Volker Türk a lui aussi mis en garde plus tôt dans la journée contre « une escalade dangereuse ».
« J’appelle fermement à la retenue. Reprenez les négociations et mettez un terme à la souffrance », a déclaré le Haut-Commissaire dans un communiqué, en soulignant que le nombre de civils tués au cours des quatre premiers mois de l’année – 815 – est en augmentation de 21 % par rapport à la même période de 2025.

AFP
Ces déclarations interviennent quelques jours après l’une des attaques russes les plus meurtrières à Kyïv depuis le début de la guerre en 2022, où 24 personnes ont péri lors du bombardement d’un immeuble résidentiel dans la nuit du 13 au 14 mai.
« Le droit humanitaire international exige que les parties à un conflit prennent toutes les précautions possibles pour éviter de porter atteinte aux civils », a souligné M. Türk.
Il ne s’agit pas simplement de « suggestions ou de recommandations, mais d’obligations contraignantes engageant la responsabilité juridique des personnes concernées », at-il insisté.
Le Haut-Commissariat des Nations unies aux droits de l’homme a également pointé une attaque menée par les forces armées ukrainiennes contre un dortoir et un lycée professionnel de Starobilsk, dans une région de l’est du pays contrôlé par la Russie dans la nuit du 21 au 22 mai, qui a tué 21 personnes et en a blessé 44 selon Moscou.

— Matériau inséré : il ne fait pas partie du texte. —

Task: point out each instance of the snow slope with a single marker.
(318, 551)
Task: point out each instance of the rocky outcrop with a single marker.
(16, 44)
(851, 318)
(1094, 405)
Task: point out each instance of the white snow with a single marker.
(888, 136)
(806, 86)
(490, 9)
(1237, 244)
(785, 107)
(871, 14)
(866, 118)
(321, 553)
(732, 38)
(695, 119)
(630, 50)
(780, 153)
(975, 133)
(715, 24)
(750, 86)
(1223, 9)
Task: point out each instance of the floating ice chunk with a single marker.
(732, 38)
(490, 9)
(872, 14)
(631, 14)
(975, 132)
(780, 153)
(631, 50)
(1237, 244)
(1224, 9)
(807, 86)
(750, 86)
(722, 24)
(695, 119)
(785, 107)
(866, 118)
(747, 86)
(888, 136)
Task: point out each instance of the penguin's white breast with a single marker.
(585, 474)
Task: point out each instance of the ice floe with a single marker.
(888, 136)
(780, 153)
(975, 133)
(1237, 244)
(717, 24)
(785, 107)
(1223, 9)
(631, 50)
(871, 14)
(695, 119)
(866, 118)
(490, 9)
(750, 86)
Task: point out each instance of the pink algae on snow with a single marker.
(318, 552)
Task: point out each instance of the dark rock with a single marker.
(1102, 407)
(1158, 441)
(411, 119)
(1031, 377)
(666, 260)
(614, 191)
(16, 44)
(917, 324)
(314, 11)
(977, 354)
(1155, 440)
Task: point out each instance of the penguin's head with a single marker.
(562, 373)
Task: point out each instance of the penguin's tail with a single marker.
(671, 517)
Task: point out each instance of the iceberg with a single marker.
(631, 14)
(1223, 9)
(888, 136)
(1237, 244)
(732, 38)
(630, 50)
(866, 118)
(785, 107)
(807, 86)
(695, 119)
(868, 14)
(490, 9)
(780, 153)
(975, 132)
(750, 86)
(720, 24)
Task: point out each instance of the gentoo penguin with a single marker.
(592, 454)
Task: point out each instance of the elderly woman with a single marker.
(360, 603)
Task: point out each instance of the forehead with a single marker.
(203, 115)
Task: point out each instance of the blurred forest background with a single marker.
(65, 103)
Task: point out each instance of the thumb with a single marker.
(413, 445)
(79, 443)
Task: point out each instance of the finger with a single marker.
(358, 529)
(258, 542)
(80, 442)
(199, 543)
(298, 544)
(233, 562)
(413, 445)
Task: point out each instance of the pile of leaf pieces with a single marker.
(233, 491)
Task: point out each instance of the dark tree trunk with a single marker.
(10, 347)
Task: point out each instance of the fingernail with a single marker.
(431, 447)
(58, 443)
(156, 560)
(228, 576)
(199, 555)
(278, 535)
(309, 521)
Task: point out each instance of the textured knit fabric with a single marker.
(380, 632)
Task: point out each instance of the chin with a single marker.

L’organisation onusienne a « procédé à un examen approfondi des informations disponibles publiquement, qui indiquent que le complexe scolaire était en fonctionnement au moment de l’attaque et que des civils – dont de nombreux élèves – ont été tués ou blessés ».
Dix-huit des personnes tuées étaient des femmes, a détaillé le Haut-Commissariat, soulignant que des attaques ukrainiennes avaient également tué et blessé des civils en Russie même.
Volker Türk a appelé les autorités ukrainiennes et russes à mener « des enquêtes rapides, indépendantes et efficaces, et à traduire les responsables en justice ».